Apuntes del diario de misión del Jueves y Viernes Santos Semana Santa con el agua hasta las rodillas (Ez 47, 4)
Hacía cuatro años que no pasaba la Semana Santa con la mochila al hombro, y me apetecía mucho salir a comunidades
| César Caro
No nos avisaron de que Puerto Alegría estaba bajo el agua víctima de la inundación, aunque no creo que eso nos hubiera desanimado de ir hasta allí a celebrar el Jueves Santo. Hacía cuatro años que no pasaba la Semana Santa con la mochila al hombro, y me apetecía mucho salir a comunidades.

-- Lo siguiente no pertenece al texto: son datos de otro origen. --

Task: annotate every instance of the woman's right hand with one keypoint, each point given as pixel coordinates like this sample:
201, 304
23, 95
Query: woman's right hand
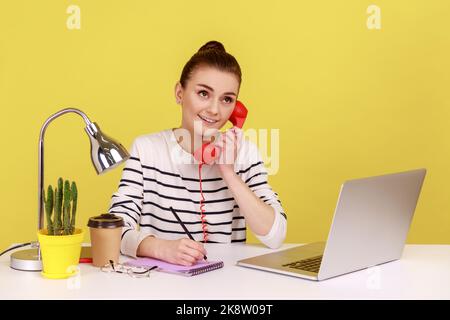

Por más que en Islandia intentaron disuadirme, ni modo: rumbo al Amazonas.
Es cierto que la crecida vuelve aún más difíciles las cosas porque a la gente le cuesta más salir de la casa, no todos tienen canoa y los hay mayorcitos que no se atreven a caminar por los improvisados puentes de tablas o por la vereda sumergida; pero hay que llegar. Y en casa del animador Homar nos presentamos un poco después del mediodía; le encontramos medio enfermo, como su esposa, e inmediatamente tuvimos que escuchar un cúmulo de lamentaciones, reclamaciones y justificaciones: “es que no pude ir al encuentro en Islandia porque…”, “es que tengo rota la cadena de la motosierra…”, “es que…”.
Éste es un pueblo grande a orillas del Amazonas, cerca ya de la triple frontera, donde al parecer “hay hartos católicos” pero la comunidad no termina de carburar. Tiene incluso hasta capilla (¡!), que está derrumbada y es la imagen plástica del abandono efectivo de la fe de esta gente. Uno de los motivos es que Homar no logra convocar a los vecinos para organizarse mínimamente, mucho menos para orar los domingos. Por eso me voy con él en la tarde a invitar, caminando con el agua hasta las rodillas, y así puedo conversar con varias personas que me preguntan por el Bautismo, si se pueden casar, etc. “Lo vemos todo esta noche, ahí les espero”.
Y sí, aunque no aparecen ni mucho menos todos los que podrían, se arma un grupo de veintitantas personas en la canchita junto al salón comunal. Rápidamente sacamos las sillas, preparamos una mesa y buscamos lo necesario para el lavatorio de los pies. La Cena del Señor, a la luz de una espléndida luna llena, resulta bonita a pesar de las dificultades para leer, entonar las canciones, etc. Lavo y beso varios pies (no son los más sucios de mi vida, ni mucho menos) y después salen algunas personas espontáneamente a hacer lo mismo. Al terminar mantenemos una conversación acerca de la comunidad, la necesidad de reunirse y de ponerse en marcha. Cuando hablamos de una nueva capilla se pone de manifiesto una tremenda pasividad: ya les han prometido y concedido apoyo, pero no son capaces ni de ir a recoger unas calaminas o de entregar un documento al municipio. Les doy un plazo de dos meses para moverse, o de lo contrario esa ayuda será destinada a otros lugares.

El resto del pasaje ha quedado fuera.